Recipes

So yesterday, in the quest for the manual for the kitchen timer/temperature probe, I hunted through the file folder in which I stash All The Manuals. I found it, along with some things that didn’t belong in there, namely some of my grandmother’s recipes. They came tucked in a yellowed sheet of paper containing her handwritten recipe for fastnachts–her added note referred to them as “Pennsylvania Dutch doughnuts.” It’s a lengthy recipe, a page and a half of faded red ink, written in her crabbed hand, capped off by a sentence written in dark blue or faded black.

Some of the recipes are cut from newspapers.
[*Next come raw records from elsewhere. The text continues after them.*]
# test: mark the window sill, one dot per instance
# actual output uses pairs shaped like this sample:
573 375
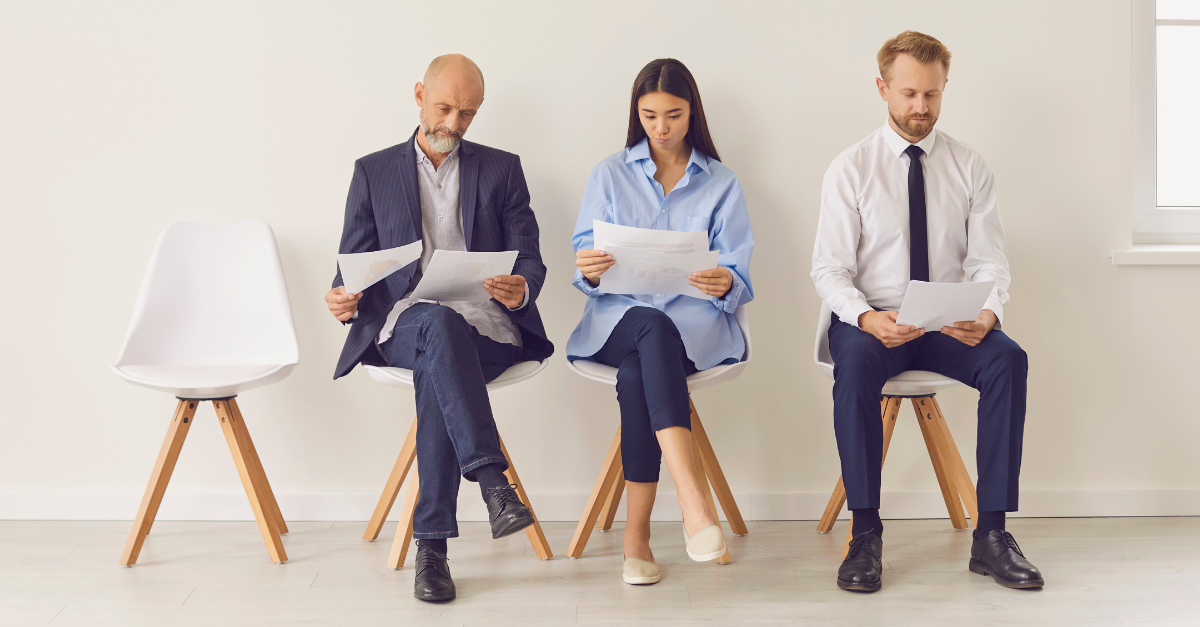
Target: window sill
1158 255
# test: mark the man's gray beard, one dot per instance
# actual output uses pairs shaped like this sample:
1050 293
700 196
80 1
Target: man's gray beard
912 131
442 143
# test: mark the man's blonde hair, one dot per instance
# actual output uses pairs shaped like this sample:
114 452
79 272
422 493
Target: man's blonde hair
922 47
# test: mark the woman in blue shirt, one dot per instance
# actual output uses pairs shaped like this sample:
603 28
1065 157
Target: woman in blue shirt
669 178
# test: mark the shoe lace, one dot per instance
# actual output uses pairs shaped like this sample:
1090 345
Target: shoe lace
504 495
856 544
1011 542
427 559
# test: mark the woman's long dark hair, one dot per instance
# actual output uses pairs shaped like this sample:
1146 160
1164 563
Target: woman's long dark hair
671 77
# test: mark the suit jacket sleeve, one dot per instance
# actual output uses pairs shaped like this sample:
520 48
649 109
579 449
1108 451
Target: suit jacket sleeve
521 234
359 232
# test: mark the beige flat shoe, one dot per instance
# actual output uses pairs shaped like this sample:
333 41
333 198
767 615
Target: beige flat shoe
640 572
707 544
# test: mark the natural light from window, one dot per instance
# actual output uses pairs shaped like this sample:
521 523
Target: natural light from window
1177 78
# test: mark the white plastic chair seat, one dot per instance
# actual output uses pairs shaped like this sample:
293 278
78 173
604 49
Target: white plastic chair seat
204 381
719 374
400 377
907 383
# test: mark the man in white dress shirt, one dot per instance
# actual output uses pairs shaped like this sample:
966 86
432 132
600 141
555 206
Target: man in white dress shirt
910 202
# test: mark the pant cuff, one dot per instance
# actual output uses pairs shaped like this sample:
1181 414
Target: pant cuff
436 535
466 470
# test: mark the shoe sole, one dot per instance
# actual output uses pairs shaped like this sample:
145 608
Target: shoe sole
977 567
859 587
514 527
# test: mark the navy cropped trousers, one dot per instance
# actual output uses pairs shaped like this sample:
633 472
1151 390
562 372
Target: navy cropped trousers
652 386
997 368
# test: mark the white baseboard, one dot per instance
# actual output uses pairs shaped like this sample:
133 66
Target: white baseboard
232 505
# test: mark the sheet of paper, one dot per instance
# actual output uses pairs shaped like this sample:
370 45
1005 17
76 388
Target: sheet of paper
361 270
459 275
640 272
931 306
649 239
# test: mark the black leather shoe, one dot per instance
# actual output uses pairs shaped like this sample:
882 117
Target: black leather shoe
432 580
997 554
507 512
863 568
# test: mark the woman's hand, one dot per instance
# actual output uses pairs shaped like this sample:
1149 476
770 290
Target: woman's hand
593 263
715 282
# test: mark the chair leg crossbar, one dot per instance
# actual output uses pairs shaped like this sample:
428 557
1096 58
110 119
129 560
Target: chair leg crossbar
943 453
606 493
250 469
405 469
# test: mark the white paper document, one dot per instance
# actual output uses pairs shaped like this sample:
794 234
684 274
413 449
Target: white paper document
361 270
931 306
648 239
639 272
459 275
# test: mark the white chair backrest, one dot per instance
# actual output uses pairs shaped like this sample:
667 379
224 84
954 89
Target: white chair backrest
214 294
744 324
821 346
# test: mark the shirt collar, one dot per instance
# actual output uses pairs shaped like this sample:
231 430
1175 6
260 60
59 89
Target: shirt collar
423 159
642 150
899 144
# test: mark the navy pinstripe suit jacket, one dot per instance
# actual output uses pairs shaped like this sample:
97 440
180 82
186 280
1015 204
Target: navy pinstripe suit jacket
384 210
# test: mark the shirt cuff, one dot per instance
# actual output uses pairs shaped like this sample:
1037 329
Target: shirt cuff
997 309
582 284
729 303
852 310
523 302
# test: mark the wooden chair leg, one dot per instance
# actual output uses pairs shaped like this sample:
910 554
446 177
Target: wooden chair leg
954 460
405 461
888 408
610 505
945 479
537 537
715 476
699 465
595 502
405 527
159 479
271 503
239 445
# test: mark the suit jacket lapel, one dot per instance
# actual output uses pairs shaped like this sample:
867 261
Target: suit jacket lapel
468 187
411 193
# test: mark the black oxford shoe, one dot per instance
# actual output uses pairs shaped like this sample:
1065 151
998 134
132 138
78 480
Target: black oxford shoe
997 555
507 513
432 580
863 568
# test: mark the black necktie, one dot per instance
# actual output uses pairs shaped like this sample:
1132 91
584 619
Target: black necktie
918 232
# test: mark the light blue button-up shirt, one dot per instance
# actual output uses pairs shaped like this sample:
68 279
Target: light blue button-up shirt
622 190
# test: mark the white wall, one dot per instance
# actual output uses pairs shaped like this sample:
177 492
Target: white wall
123 118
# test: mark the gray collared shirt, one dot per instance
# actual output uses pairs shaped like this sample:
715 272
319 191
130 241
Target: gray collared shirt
442 228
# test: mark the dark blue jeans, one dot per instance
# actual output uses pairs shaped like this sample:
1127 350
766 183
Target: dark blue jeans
451 364
652 386
997 368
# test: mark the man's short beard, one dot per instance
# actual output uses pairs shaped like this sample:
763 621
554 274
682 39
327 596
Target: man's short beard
442 143
912 130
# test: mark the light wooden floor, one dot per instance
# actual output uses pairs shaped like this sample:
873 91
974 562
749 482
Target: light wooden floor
1125 571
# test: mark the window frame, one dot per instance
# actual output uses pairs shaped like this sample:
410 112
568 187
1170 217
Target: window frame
1152 224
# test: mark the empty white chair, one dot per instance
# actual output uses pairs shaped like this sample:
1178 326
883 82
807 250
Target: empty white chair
921 387
607 490
401 377
213 320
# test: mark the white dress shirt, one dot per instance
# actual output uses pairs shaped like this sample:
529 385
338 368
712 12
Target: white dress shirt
442 228
861 257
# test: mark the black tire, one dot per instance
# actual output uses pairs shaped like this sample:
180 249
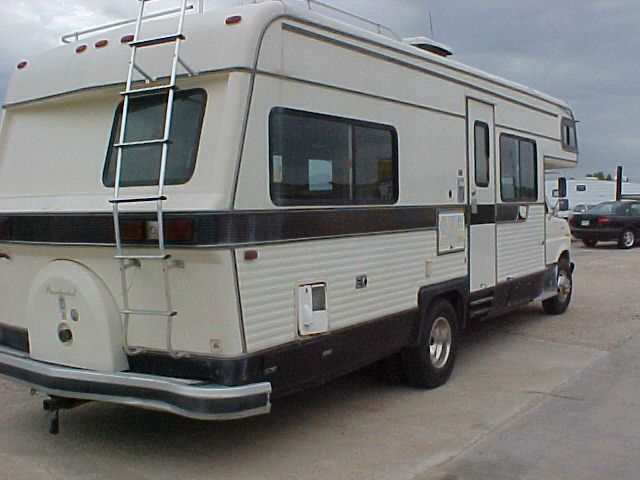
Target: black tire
627 239
419 367
559 304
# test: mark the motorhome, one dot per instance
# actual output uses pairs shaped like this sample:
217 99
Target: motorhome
203 211
584 193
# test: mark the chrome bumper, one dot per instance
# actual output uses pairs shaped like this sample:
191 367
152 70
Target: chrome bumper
182 397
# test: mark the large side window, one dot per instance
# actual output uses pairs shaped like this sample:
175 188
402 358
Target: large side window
518 169
482 153
141 164
323 160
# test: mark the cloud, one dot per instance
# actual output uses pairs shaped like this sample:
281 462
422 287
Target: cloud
582 51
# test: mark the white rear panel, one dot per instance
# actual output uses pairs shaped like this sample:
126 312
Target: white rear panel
395 265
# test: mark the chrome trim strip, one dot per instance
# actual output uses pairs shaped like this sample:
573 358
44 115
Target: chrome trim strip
183 389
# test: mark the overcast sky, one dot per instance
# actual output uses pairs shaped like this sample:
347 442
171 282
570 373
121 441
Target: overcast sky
582 51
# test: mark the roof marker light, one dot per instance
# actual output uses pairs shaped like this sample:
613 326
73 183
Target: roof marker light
233 20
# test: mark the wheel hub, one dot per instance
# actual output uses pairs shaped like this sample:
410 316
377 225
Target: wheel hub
440 342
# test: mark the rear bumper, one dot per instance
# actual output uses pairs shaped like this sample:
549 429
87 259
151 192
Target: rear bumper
182 397
600 234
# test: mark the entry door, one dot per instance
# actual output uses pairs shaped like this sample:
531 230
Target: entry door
482 194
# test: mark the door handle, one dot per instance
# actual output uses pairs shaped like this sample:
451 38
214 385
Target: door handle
474 204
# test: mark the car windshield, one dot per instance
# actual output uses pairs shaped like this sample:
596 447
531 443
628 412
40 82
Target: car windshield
608 208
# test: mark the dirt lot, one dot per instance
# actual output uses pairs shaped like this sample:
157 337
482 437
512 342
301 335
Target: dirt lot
532 396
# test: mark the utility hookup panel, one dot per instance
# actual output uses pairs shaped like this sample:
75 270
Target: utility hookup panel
313 315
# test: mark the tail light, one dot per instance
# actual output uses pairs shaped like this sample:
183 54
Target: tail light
5 233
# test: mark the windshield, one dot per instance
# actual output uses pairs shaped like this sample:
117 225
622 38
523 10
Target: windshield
608 208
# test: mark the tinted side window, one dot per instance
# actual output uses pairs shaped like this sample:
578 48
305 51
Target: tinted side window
141 165
323 160
634 209
518 169
482 145
569 135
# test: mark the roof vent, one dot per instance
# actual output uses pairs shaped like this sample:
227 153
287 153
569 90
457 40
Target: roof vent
429 45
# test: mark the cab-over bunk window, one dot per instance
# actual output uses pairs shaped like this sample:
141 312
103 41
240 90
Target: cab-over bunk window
141 164
325 160
569 135
518 169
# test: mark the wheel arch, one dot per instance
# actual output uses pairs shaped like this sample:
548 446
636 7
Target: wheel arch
456 292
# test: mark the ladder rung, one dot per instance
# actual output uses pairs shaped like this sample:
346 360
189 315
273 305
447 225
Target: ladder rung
158 40
143 257
142 143
149 313
149 90
118 201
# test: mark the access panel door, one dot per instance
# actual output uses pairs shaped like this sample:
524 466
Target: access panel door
482 194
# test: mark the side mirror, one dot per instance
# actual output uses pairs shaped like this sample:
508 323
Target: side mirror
563 205
562 187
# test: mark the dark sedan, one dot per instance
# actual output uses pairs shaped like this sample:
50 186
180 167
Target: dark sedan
608 221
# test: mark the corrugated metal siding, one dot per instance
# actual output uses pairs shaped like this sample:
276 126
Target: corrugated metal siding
394 264
521 246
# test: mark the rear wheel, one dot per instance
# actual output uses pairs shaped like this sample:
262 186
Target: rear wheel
429 365
559 304
628 239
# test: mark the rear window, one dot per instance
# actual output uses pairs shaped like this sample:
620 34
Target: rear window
609 208
141 165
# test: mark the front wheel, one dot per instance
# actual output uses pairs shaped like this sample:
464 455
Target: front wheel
429 365
559 304
628 239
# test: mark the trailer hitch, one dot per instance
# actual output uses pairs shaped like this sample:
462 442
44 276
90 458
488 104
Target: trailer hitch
53 405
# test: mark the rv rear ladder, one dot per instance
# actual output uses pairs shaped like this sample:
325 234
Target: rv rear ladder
125 258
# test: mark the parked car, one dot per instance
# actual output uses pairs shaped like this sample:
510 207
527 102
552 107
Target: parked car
608 221
582 208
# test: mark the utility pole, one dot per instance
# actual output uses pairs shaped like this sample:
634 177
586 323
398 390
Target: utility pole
619 184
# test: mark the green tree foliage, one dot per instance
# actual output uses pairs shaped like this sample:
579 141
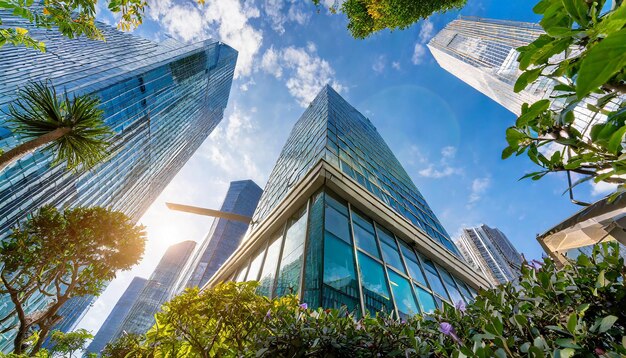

They’re mostly all for baked goods, doughnuts, or relishes of some sort. All the newspaper is yellowed and brittle. One recipe for “Mrs. Hoak’s Fastnacht Kuechles” is backed by ads for a couple of stores. The phone number for Kiddie Koop Children’s Wear starts with two letters, while the women’s clothing store features a shift dress “For the Mother-to-Be” for $12.95.

Unfortunately, the last part of the recipe was continued on another page, and that part is missing. But I do have Grandma’s handwritten version. The list of ingredients is different, but I am guessing that there are as many fastnacht recipes as there are folks lined up to scarf them down.

A typewritten recipe for Danish Pastry is dated “Sept. 1962.” What looks like a chutney recipe, made with green tomatoes, sweet green peppers, and “hot” red onions. The only one containing meat is one for “Liver Dumplings.” Now, I like liver, but I don’t know if I will try those.

Sour cream coffee cake. Spaetzle. White bread. Tapioca pudding. Chili sauce, in handwriting I don’t recognize, written on note paper advertising the New York, Chicago & St. Louis Railroad, nicknamed The Nickel Plate Road.

I will fold these carefully and tuck them inside one of my cookbooks. Then I need to hunt down my mom’s recipes. I know I have one for her sour cream coffee cake, which she got from her mom and for which she was rightly famous. I never cared for it when I was little, but it is the sort of baked good I would love now. Not too sweet, and lovely if lightly toasted.